A drug used for the treatment of pancreatic cancer can be repurposed to replace insulin therapy among people with diabetes, scientists have found. Without enough insulin, diabetics could be at risk for hyperglycemia, or high blood sugar that can damage blood vessels and organs as well as cause heart attacks, strokes, and other serious complications.
The study, published in the journal Nature Communications, suggested that Focal Adhesion Kinase (FAK) inhibitors, known to reduce tumour burden in pancreatic cancer, could be a new avenue as a replacement for insulin therapy in diabetic patients.
In an experiment in mice that started in 2016, the team from the University of Pittsburgh deleted one of two copies of the gene encoding an enzyme called FAK.
Both the pancreas as well as a cluster of cells in the organ looked weird. While the pancreas looked “like it was trying to regenerate after an injury”, the cells were “expressing both insulin and amylase”.
The cluster of cells looked like a combination of acinar cells—that manufacture amylase, a digestive enzyme, and beta-cells—which produce the blood sugar-regulating hormone insulin.

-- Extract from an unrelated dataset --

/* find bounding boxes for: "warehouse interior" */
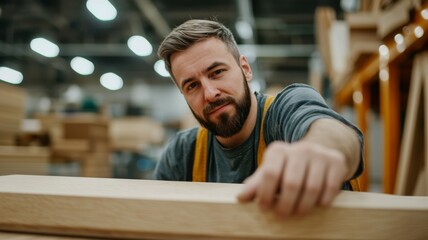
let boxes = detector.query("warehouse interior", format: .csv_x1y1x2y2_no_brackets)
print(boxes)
0,0,428,195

“There were three possible explanations for what we saw in the mutant mice,” said Esni. “It could have just been an artefact of our experiment, beta cells could have started making amylase or acinar cells could have started producing insulin—which would be the holy grail.”
The team further showed that a “FAK-inhibiting drug, which has been studied in cancer treatment, converted acinar cells into acinar-derived insulin-producing cells and helped regulate blood glucose in diabetic mice and a single non-human primate”.